Literary fest: Khushwant Singh a bridge between India, Pakistan
Day 2 of the Khushwant Singh Lit Fest saw what turned out to be one of the most thought-provoking and lively sessions so far. Titled ‘Khushwant Singh as a bridge between India and Pakistan,’ the session saw in attendance politicians Salman Khurshid and Mani Shankar Aiyar.chandigarh Updated: Oct 13, 2014 09:12 IST
Day 2 of the Khushwant Singh Lit Fest saw what turned out to be one of the most thought-provoking and lively sessions so far. Titled ‘Khushwant Singh as a bridge between India and Pakistan,’ the session saw in attendance politicians Salman Khurshid and Mani Shankar Aiyar, Pakistani newspaper and TV personality Asif Noorani and art historian Fakir Syed Aijazuddin with the discussion moderated by news presenter Rajdeep Sardesai.
“We communicate with each other through art and music, but have forgotten to communicate as countries,” said Khurshid. Mani Shankar Aiyer intervened Khurshid, saying it was politicians who wanted war as they prospered through it. “Arun Jaitley, Rajnath Singh and Narendra Modi have never even walked across the border and these are the people who want to fight Pakistan,” added Aiyar, at which point the crowd erupted into a furore over his blatant pro- Congress remarks.
Raising a point which silenced the crowd, Aijazuddin said, “I find it hard to believe that you never forgave Jaswant Singh and LK Advani for praising Jinnah as they are as Indian at heart as any of you and yet, they had to pay for it,” adding, “I do have a vested interest in India’s nuclear programme and why shouldn’t I? I’m the target for it!”

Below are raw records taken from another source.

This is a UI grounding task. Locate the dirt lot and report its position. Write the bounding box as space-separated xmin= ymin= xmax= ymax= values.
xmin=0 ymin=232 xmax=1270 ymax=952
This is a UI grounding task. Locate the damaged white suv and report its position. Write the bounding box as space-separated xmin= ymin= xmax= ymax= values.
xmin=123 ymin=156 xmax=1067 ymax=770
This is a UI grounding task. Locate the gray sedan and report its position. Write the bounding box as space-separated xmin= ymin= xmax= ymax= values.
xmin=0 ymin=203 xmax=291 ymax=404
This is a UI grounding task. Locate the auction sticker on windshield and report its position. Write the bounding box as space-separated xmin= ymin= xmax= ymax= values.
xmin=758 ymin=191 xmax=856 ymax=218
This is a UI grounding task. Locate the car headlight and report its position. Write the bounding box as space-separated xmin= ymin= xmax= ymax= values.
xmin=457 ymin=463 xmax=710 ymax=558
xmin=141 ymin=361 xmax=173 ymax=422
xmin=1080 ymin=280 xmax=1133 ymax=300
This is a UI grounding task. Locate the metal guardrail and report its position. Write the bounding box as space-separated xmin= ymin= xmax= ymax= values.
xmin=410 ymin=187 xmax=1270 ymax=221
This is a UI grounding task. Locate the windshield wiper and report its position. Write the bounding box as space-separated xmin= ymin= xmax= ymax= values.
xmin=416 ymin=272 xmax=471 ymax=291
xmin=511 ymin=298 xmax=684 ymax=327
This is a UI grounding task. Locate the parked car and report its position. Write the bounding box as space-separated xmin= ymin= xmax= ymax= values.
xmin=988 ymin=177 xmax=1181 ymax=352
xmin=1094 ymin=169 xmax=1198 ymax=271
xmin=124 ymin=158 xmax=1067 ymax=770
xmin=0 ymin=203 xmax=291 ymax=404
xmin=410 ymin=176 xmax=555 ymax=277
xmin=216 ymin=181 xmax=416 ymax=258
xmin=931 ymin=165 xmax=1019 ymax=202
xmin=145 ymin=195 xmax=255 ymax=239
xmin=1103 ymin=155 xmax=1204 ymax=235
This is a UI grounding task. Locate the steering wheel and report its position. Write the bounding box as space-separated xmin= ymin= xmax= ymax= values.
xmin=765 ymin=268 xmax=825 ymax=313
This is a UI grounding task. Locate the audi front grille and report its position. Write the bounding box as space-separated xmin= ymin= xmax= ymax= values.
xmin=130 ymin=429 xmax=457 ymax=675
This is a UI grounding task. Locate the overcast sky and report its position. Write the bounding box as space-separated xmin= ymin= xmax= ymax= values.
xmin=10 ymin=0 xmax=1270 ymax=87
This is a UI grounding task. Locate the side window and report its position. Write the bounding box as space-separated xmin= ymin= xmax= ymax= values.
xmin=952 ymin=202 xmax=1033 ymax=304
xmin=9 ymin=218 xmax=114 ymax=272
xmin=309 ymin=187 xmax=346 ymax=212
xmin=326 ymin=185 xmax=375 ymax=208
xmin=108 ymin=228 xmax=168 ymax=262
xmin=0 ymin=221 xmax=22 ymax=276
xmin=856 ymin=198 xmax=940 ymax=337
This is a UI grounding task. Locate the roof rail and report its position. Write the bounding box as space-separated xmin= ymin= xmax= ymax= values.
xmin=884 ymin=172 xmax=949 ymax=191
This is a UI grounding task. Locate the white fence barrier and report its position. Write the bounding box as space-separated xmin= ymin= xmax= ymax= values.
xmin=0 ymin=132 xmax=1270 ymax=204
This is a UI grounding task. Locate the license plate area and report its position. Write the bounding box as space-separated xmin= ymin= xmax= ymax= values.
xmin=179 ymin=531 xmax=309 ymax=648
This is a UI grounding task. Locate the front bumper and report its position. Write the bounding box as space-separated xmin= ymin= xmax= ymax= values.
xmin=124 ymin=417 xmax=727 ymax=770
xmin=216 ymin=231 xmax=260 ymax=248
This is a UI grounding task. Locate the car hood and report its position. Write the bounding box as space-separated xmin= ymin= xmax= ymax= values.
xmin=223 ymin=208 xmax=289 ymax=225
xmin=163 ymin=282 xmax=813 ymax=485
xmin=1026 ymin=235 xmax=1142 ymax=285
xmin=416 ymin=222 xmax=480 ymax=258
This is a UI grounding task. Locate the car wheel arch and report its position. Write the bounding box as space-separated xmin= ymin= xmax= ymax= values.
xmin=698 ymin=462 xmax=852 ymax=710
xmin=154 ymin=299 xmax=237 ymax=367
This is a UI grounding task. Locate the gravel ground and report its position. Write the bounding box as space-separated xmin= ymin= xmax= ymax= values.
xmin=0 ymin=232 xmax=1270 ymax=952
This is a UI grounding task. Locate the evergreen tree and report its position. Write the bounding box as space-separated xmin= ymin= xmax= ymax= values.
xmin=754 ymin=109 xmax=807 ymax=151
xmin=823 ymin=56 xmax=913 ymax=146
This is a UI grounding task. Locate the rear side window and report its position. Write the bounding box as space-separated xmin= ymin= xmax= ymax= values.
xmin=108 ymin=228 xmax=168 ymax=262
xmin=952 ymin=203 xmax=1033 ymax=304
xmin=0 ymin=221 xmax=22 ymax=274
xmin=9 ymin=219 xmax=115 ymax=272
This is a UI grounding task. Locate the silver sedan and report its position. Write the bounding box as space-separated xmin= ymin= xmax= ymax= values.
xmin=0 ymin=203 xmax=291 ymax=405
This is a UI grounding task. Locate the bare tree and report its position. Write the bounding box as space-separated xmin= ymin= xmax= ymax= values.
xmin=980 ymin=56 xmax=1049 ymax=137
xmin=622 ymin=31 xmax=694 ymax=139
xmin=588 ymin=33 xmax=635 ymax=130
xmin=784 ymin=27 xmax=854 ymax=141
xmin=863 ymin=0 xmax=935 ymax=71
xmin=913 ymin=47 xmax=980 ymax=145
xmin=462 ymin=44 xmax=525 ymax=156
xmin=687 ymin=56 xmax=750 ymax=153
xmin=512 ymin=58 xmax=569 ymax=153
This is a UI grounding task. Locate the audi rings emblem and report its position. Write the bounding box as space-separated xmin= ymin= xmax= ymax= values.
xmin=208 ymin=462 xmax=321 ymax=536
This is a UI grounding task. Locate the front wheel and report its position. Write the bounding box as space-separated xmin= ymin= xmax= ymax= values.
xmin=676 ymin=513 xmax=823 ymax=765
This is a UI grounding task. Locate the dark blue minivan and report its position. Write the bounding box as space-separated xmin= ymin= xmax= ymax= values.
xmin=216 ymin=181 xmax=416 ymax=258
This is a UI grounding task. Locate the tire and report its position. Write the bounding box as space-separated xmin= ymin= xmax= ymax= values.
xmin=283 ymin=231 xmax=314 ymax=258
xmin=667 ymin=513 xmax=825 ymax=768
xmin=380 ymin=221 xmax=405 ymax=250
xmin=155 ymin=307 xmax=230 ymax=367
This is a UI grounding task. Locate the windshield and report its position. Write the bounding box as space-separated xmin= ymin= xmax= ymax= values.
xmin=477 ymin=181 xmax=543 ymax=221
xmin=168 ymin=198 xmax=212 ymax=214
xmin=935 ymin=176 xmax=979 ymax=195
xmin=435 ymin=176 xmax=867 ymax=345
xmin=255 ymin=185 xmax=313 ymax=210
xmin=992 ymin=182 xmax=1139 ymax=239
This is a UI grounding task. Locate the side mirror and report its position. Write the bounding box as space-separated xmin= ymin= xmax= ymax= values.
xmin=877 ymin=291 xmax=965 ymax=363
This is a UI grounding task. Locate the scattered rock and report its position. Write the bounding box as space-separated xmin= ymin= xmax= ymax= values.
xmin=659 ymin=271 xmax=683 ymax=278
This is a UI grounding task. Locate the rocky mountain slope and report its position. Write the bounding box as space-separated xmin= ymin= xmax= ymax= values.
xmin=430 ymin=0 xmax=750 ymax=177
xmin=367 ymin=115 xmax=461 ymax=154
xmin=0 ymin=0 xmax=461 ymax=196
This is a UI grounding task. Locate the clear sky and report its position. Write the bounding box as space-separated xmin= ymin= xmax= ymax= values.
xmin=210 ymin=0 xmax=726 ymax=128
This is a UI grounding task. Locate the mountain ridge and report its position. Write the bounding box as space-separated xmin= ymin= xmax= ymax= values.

Taking the discussion forward, Sardesai questioned the speakers on how the younger generation could stop viewing one other through the prism of violence and gain a better understanding of their respective neighbour. “The power of the pen must not be seen as inferior to the power of a gun. We need to let our cultural artistes travel freely across the border and see the country firsthand for themselves,” said Khurshid, emphasising the need for free travel across the border. “No cricket and no hockey for god sake, enough with the sports. Get your artists and musicians across to us and we’ll do the same,” said Noorani, adding, “I believe that this generation is more indifferent than full of hatred.” Both the speakers highlighted how culture could not be held hostage to politics to which Mani Shankar Aiyar blamed the lack of knowledge in society for the indifferent attitude. “People are clueless and hence dependent on their leaders. It us up to the people of each country to take the relationship forward by understanding what the other country is about, on their own.”
“India and Pakistan should have ‘Munni Badnam Hui’ as their common national anthem,” laughed Aiyar. Sardesai added if a war was to start between the two countries, it would start on TV and not the border.
“A Pakistani friend of mine said the Pakistani generals they see on Indian TV are people they laugh at and don’t take seriously and then I found out that these generals are paid $400 an hour for these appearances,” he added.
Aijazuddin steered the conversation back to the topic of discussion and shared an incident that reminded all present of Khushwant Singh’s spirit which was bigger than the enmity that exists between the two nations.
He read out from a letter that a former Pakistani Prisoner of War (PoW) had written and published on his Facebook account after Khushwant Singh’s death:
Goodbye Khushwant Singh. I met you in Calcutta at Fort Williams while I was a PoW there. I was being treated for my wounds at CMH and you heard about the wounded Pakistani officer and took time out to visit me. You gave me Bengali rasgulas and told me stories of my birthplace Multan and Lahore and your time in Pakistan. The visit lasted about an hour as the Indian officer was getting impatient to send me back to my cell. Before leaving, you gave me a hug and your signed book ‘Train to Pakistan’ and said ‘Rab Rakha’. Later, I would find out that you wrote a letter to my mother telling her how you met me and how I was doing. The letter would arrive at a time when my family was giving up hope of ever seeing me alive as my status in GHQ, Rawalpindi, was missing in action, believed killed . Thank you, Sir Khushwant Singh and Rab Rakha. RIP Shujaat Khan.